24th September 2014
This content originally appeared in our newsletter between August and September 2014 and reflected our views at the time. Caada is the previous name of SafeLives.
Top tips for domestic abuse practitioners from our Learning and Quality Services Manager, Jo Morrish.
As a domestic abuse practitioner, you are an expert on coercive control. But the agencies you work with may find it a troubling issue, might not understand and may feel unprepared to tackle. So it's crucial that you are proactive about sharing safe practice and building awareness with other professionals on the frontline.
The problem: Incidents of abuse are identified in isolation
If a client reports an incident to the police, the police should look back through the history of the case to gain a fuller picture of the abuse.

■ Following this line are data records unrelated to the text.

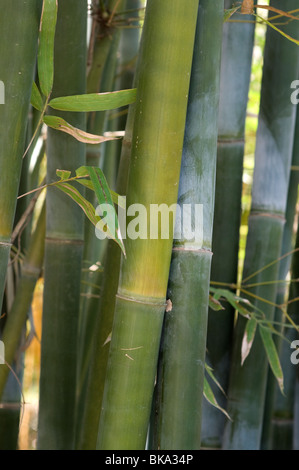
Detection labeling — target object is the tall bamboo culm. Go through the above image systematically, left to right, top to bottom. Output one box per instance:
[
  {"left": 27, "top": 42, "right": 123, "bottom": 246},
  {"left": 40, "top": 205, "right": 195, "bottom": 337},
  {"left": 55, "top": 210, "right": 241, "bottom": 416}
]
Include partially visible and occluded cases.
[
  {"left": 0, "top": 0, "right": 41, "bottom": 305},
  {"left": 0, "top": 0, "right": 41, "bottom": 450},
  {"left": 38, "top": 0, "right": 87, "bottom": 450},
  {"left": 78, "top": 0, "right": 139, "bottom": 450},
  {"left": 97, "top": 0, "right": 198, "bottom": 450},
  {"left": 153, "top": 0, "right": 224, "bottom": 450},
  {"left": 202, "top": 0, "right": 255, "bottom": 448},
  {"left": 224, "top": 0, "right": 299, "bottom": 450},
  {"left": 262, "top": 104, "right": 299, "bottom": 450}
]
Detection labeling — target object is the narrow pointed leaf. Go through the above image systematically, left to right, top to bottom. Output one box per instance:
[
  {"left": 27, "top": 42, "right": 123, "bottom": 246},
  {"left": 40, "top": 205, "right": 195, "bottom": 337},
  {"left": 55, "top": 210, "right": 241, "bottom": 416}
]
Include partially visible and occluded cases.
[
  {"left": 37, "top": 0, "right": 58, "bottom": 96},
  {"left": 223, "top": 6, "right": 240, "bottom": 23},
  {"left": 31, "top": 82, "right": 44, "bottom": 111},
  {"left": 49, "top": 88, "right": 136, "bottom": 112},
  {"left": 43, "top": 116, "right": 116, "bottom": 144},
  {"left": 86, "top": 167, "right": 124, "bottom": 252},
  {"left": 56, "top": 170, "right": 72, "bottom": 181},
  {"left": 77, "top": 175, "right": 125, "bottom": 209},
  {"left": 56, "top": 183, "right": 100, "bottom": 225},
  {"left": 209, "top": 294, "right": 225, "bottom": 312},
  {"left": 241, "top": 318, "right": 257, "bottom": 365},
  {"left": 259, "top": 326, "right": 284, "bottom": 394},
  {"left": 203, "top": 378, "right": 231, "bottom": 420}
]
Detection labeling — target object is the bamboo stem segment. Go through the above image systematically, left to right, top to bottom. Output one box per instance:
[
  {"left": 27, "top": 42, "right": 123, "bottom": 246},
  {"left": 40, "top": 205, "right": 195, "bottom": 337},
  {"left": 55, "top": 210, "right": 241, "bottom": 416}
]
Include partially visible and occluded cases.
[
  {"left": 38, "top": 0, "right": 87, "bottom": 450},
  {"left": 97, "top": 0, "right": 198, "bottom": 450},
  {"left": 153, "top": 0, "right": 223, "bottom": 450},
  {"left": 224, "top": 0, "right": 299, "bottom": 449}
]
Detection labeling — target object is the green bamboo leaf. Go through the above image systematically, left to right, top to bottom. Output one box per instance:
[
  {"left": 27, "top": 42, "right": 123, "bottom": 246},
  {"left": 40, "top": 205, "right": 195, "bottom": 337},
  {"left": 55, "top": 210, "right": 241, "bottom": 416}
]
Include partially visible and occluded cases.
[
  {"left": 37, "top": 0, "right": 58, "bottom": 96},
  {"left": 223, "top": 5, "right": 241, "bottom": 23},
  {"left": 254, "top": 15, "right": 299, "bottom": 46},
  {"left": 31, "top": 82, "right": 44, "bottom": 111},
  {"left": 49, "top": 88, "right": 136, "bottom": 112},
  {"left": 43, "top": 116, "right": 117, "bottom": 144},
  {"left": 76, "top": 166, "right": 125, "bottom": 255},
  {"left": 86, "top": 167, "right": 125, "bottom": 252},
  {"left": 56, "top": 170, "right": 72, "bottom": 181},
  {"left": 76, "top": 172, "right": 126, "bottom": 209},
  {"left": 56, "top": 183, "right": 100, "bottom": 225},
  {"left": 210, "top": 287, "right": 252, "bottom": 318},
  {"left": 209, "top": 294, "right": 225, "bottom": 312},
  {"left": 241, "top": 318, "right": 257, "bottom": 365},
  {"left": 259, "top": 325, "right": 284, "bottom": 394},
  {"left": 205, "top": 364, "right": 226, "bottom": 396},
  {"left": 203, "top": 377, "right": 231, "bottom": 421}
]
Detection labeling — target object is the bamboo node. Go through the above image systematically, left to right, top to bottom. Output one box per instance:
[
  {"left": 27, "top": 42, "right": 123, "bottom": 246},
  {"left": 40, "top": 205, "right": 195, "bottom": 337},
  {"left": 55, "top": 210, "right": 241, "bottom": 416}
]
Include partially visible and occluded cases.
[
  {"left": 241, "top": 0, "right": 253, "bottom": 15},
  {"left": 0, "top": 242, "right": 12, "bottom": 248}
]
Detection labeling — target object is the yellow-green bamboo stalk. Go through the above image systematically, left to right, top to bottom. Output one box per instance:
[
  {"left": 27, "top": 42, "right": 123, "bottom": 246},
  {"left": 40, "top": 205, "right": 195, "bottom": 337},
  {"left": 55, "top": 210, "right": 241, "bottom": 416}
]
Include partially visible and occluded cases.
[
  {"left": 0, "top": 0, "right": 41, "bottom": 312},
  {"left": 38, "top": 0, "right": 87, "bottom": 450},
  {"left": 97, "top": 0, "right": 198, "bottom": 450},
  {"left": 153, "top": 0, "right": 224, "bottom": 450},
  {"left": 202, "top": 0, "right": 255, "bottom": 448},
  {"left": 224, "top": 0, "right": 299, "bottom": 449}
]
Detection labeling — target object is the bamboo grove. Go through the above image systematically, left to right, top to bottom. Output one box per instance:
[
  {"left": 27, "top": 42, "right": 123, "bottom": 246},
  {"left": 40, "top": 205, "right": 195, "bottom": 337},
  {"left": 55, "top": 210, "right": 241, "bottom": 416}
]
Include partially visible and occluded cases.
[{"left": 0, "top": 0, "right": 299, "bottom": 451}]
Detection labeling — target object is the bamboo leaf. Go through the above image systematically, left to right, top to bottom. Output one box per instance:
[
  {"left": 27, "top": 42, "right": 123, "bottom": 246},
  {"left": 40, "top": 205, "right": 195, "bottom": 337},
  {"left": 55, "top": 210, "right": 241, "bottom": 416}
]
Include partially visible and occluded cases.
[
  {"left": 37, "top": 0, "right": 58, "bottom": 96},
  {"left": 241, "top": 0, "right": 254, "bottom": 15},
  {"left": 255, "top": 5, "right": 299, "bottom": 20},
  {"left": 223, "top": 6, "right": 240, "bottom": 23},
  {"left": 255, "top": 15, "right": 299, "bottom": 46},
  {"left": 31, "top": 82, "right": 44, "bottom": 111},
  {"left": 49, "top": 88, "right": 136, "bottom": 112},
  {"left": 43, "top": 116, "right": 117, "bottom": 144},
  {"left": 81, "top": 167, "right": 125, "bottom": 253},
  {"left": 56, "top": 170, "right": 72, "bottom": 181},
  {"left": 76, "top": 173, "right": 125, "bottom": 209},
  {"left": 56, "top": 183, "right": 100, "bottom": 225},
  {"left": 210, "top": 287, "right": 252, "bottom": 318},
  {"left": 209, "top": 294, "right": 225, "bottom": 312},
  {"left": 241, "top": 318, "right": 257, "bottom": 365},
  {"left": 259, "top": 325, "right": 284, "bottom": 394},
  {"left": 205, "top": 364, "right": 226, "bottom": 396},
  {"left": 203, "top": 377, "right": 231, "bottom": 421}
]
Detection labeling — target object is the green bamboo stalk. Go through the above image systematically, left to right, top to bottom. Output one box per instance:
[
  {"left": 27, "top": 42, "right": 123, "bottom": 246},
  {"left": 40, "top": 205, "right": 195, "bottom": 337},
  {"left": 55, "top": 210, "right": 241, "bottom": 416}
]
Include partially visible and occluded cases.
[
  {"left": 0, "top": 0, "right": 40, "bottom": 305},
  {"left": 38, "top": 0, "right": 87, "bottom": 450},
  {"left": 97, "top": 0, "right": 198, "bottom": 450},
  {"left": 153, "top": 0, "right": 224, "bottom": 450},
  {"left": 202, "top": 0, "right": 255, "bottom": 448},
  {"left": 224, "top": 0, "right": 299, "bottom": 449},
  {"left": 78, "top": 1, "right": 139, "bottom": 449},
  {"left": 262, "top": 104, "right": 299, "bottom": 450},
  {"left": 0, "top": 203, "right": 46, "bottom": 398},
  {"left": 0, "top": 203, "right": 45, "bottom": 450},
  {"left": 271, "top": 208, "right": 299, "bottom": 450},
  {"left": 293, "top": 368, "right": 299, "bottom": 450}
]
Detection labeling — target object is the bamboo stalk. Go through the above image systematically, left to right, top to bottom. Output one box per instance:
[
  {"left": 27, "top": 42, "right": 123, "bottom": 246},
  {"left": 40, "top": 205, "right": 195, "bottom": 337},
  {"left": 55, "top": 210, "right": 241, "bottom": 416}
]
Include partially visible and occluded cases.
[
  {"left": 0, "top": 0, "right": 40, "bottom": 312},
  {"left": 38, "top": 0, "right": 87, "bottom": 450},
  {"left": 78, "top": 0, "right": 139, "bottom": 449},
  {"left": 97, "top": 0, "right": 198, "bottom": 450},
  {"left": 153, "top": 0, "right": 224, "bottom": 450},
  {"left": 202, "top": 0, "right": 255, "bottom": 448},
  {"left": 224, "top": 0, "right": 299, "bottom": 449},
  {"left": 262, "top": 104, "right": 299, "bottom": 450},
  {"left": 0, "top": 203, "right": 46, "bottom": 398},
  {"left": 271, "top": 203, "right": 299, "bottom": 450}
]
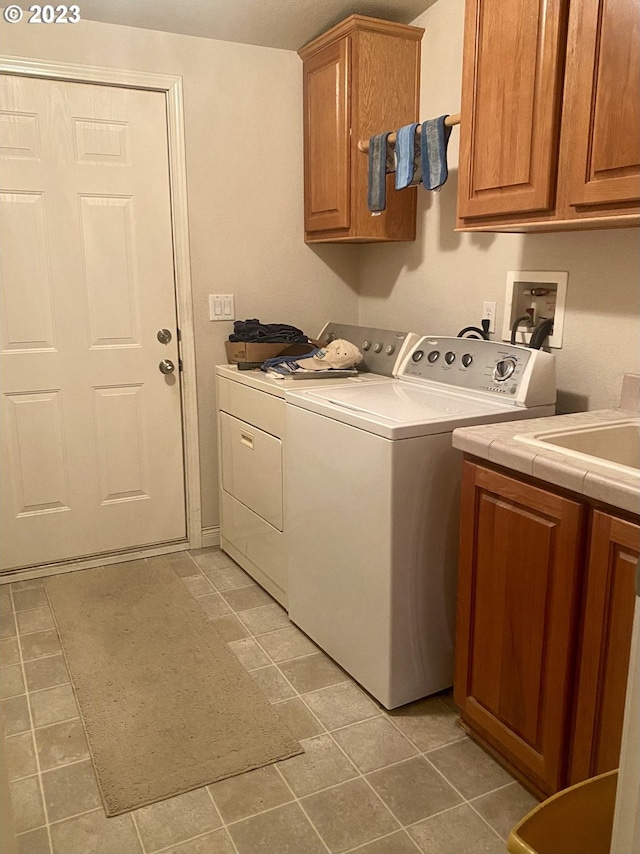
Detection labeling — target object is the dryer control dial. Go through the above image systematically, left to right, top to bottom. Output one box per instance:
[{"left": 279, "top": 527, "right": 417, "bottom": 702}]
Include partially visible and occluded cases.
[{"left": 493, "top": 358, "right": 517, "bottom": 383}]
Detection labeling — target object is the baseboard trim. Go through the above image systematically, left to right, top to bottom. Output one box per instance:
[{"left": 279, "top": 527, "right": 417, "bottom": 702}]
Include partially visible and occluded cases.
[
  {"left": 202, "top": 525, "right": 220, "bottom": 549},
  {"left": 0, "top": 543, "right": 189, "bottom": 585}
]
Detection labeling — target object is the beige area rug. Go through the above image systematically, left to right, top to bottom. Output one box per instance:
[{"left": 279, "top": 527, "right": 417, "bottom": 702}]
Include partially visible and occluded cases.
[{"left": 46, "top": 562, "right": 302, "bottom": 816}]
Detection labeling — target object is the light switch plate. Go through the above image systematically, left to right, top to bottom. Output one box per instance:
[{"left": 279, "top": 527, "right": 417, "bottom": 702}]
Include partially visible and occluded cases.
[{"left": 209, "top": 294, "right": 236, "bottom": 321}]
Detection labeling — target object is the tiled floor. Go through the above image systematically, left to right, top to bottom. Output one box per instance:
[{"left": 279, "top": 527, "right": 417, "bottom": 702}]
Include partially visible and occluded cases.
[{"left": 0, "top": 549, "right": 535, "bottom": 854}]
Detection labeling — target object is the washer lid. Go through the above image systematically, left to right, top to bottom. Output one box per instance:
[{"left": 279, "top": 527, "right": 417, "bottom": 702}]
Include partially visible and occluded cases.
[{"left": 285, "top": 380, "right": 533, "bottom": 439}]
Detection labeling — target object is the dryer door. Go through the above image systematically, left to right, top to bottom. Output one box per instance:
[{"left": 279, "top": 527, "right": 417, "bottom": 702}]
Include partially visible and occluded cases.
[{"left": 220, "top": 412, "right": 283, "bottom": 531}]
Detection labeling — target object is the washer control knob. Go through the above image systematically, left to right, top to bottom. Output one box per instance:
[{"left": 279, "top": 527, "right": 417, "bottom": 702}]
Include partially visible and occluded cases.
[{"left": 493, "top": 358, "right": 516, "bottom": 383}]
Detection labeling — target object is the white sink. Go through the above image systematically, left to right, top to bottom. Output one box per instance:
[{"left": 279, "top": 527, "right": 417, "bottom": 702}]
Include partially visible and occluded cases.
[{"left": 514, "top": 418, "right": 640, "bottom": 474}]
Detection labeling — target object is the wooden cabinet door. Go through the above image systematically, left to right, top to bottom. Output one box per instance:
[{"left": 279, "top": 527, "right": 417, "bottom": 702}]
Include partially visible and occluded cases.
[
  {"left": 458, "top": 0, "right": 567, "bottom": 220},
  {"left": 562, "top": 0, "right": 640, "bottom": 212},
  {"left": 303, "top": 36, "right": 351, "bottom": 232},
  {"left": 455, "top": 462, "right": 584, "bottom": 794},
  {"left": 571, "top": 511, "right": 640, "bottom": 783}
]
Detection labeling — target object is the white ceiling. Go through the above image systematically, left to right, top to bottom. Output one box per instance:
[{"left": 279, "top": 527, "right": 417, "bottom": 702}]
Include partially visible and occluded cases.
[{"left": 75, "top": 0, "right": 435, "bottom": 50}]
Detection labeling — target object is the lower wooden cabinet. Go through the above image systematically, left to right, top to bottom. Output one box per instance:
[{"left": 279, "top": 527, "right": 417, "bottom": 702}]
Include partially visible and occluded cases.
[
  {"left": 455, "top": 461, "right": 640, "bottom": 796},
  {"left": 569, "top": 510, "right": 640, "bottom": 783}
]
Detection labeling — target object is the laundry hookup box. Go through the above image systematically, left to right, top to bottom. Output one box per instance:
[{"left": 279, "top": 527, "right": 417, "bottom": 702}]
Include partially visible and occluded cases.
[{"left": 224, "top": 341, "right": 321, "bottom": 365}]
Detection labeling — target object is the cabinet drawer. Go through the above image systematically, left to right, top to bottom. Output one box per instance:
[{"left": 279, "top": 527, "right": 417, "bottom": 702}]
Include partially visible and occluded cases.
[
  {"left": 217, "top": 377, "right": 285, "bottom": 439},
  {"left": 220, "top": 412, "right": 282, "bottom": 531}
]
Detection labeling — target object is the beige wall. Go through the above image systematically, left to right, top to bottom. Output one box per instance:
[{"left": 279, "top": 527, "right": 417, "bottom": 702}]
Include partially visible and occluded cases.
[
  {"left": 2, "top": 0, "right": 640, "bottom": 527},
  {"left": 360, "top": 0, "right": 640, "bottom": 411},
  {"left": 1, "top": 20, "right": 358, "bottom": 527}
]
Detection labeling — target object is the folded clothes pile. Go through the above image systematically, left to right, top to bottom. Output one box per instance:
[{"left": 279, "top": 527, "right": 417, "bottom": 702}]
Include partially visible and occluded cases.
[
  {"left": 229, "top": 318, "right": 309, "bottom": 344},
  {"left": 262, "top": 338, "right": 363, "bottom": 376}
]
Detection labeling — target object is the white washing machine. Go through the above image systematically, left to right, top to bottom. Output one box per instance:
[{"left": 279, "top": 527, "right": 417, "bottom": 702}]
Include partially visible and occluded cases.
[
  {"left": 216, "top": 323, "right": 418, "bottom": 607},
  {"left": 285, "top": 337, "right": 556, "bottom": 709}
]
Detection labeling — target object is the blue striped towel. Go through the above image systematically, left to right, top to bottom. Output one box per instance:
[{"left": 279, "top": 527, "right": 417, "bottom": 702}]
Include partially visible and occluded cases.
[
  {"left": 420, "top": 116, "right": 451, "bottom": 190},
  {"left": 396, "top": 122, "right": 421, "bottom": 190}
]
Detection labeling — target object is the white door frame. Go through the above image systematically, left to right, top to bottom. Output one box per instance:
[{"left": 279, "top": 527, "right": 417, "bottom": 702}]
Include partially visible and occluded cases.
[{"left": 0, "top": 56, "right": 202, "bottom": 583}]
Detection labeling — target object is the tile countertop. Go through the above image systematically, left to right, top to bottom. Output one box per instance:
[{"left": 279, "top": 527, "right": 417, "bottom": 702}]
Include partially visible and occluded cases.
[{"left": 453, "top": 410, "right": 640, "bottom": 514}]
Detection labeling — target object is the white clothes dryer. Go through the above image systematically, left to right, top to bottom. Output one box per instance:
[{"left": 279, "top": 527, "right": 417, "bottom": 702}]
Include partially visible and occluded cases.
[
  {"left": 216, "top": 323, "right": 419, "bottom": 607},
  {"left": 285, "top": 336, "right": 556, "bottom": 709}
]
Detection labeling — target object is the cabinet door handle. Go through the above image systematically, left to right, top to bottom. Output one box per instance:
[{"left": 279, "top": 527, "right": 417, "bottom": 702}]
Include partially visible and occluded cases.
[{"left": 240, "top": 430, "right": 253, "bottom": 451}]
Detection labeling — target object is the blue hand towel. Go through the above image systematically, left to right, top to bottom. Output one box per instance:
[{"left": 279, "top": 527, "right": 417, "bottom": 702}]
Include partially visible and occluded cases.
[
  {"left": 420, "top": 116, "right": 451, "bottom": 190},
  {"left": 396, "top": 122, "right": 420, "bottom": 190},
  {"left": 367, "top": 131, "right": 393, "bottom": 213}
]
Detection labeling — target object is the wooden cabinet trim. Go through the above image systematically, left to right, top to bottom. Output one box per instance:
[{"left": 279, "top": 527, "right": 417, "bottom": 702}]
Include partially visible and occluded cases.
[
  {"left": 561, "top": 0, "right": 640, "bottom": 211},
  {"left": 298, "top": 15, "right": 424, "bottom": 60}
]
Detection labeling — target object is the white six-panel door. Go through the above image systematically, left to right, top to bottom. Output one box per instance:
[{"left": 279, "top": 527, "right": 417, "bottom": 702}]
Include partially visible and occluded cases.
[{"left": 0, "top": 75, "right": 186, "bottom": 569}]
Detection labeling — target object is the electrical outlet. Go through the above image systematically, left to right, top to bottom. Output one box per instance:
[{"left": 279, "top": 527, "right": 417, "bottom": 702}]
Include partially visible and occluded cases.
[{"left": 482, "top": 302, "right": 497, "bottom": 332}]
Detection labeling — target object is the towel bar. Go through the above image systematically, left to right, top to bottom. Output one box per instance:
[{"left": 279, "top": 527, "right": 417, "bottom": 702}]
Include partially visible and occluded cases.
[{"left": 358, "top": 113, "right": 460, "bottom": 154}]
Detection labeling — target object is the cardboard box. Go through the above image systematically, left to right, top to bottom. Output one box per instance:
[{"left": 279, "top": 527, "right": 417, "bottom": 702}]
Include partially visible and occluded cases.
[{"left": 224, "top": 341, "right": 317, "bottom": 365}]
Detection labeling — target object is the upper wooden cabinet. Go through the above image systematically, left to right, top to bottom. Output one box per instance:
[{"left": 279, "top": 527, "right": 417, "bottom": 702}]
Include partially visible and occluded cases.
[
  {"left": 458, "top": 0, "right": 640, "bottom": 231},
  {"left": 298, "top": 15, "right": 424, "bottom": 243}
]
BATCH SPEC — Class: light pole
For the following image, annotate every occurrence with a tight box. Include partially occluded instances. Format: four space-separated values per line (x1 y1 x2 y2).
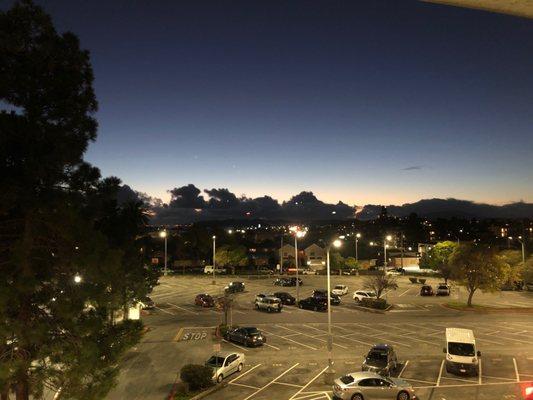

If agencies only look at isolated incidents, it's easy to underestimate the severity of the abuse and put the victim at even greater risk.
- Identify examples of behaviour that can indicate future harm, using the Severity of Abuse Grid. This may include obsessive phone calls or messages (including on social media), uninvited visits to the victim's home or workplace, loitering, and destroyed or vandalised property.
Useful resource: CAADA Domestic Abuse, Stalking and ‘Honour'-Based Violence (DASH) MARAC Risk Identification Checklist. Includes the Risk Identification Checklist, Severity of Abuse Grid and full IDVA practice guidance.
- To help gather evidence of a pattern of abuse, where safe support the client to keep a diary of events including screenshots of messages on social media and copies of letters or emails. Recommend that they maintain any messages/gifts that are sent to them, and use all this as evidence when making a report to the police. Keeping clear case files will also support this information.Compiling evidence in this way will help to encourage appropriate use of stalking legislation by police, and if they use new powers of entry they'll also be able to gather forensic evidence.
- Talk to key services such as police and suggest allocating a single point of contact for the victim, such as the investigating officer, to collate past and future incidents to identify patterns of abusive behaviour.
The problem: Perpetrator behaviour is not being effectively addressed
Perpetrators of coercive and controlling behaviour are often adept at manipulating those around them – including professionals.
- If you see evidence that an agency is inadvertently colluding with the perpetrator, challenge it. Similarly, at MARAC, if you feel a perpetrator's behaviour is not being actively addressed or ‘closed down' (ie, by taking steps to divert, manage, disrupt or prosecute), be sure to raise your concerns with the Chair and work in partnership to address them.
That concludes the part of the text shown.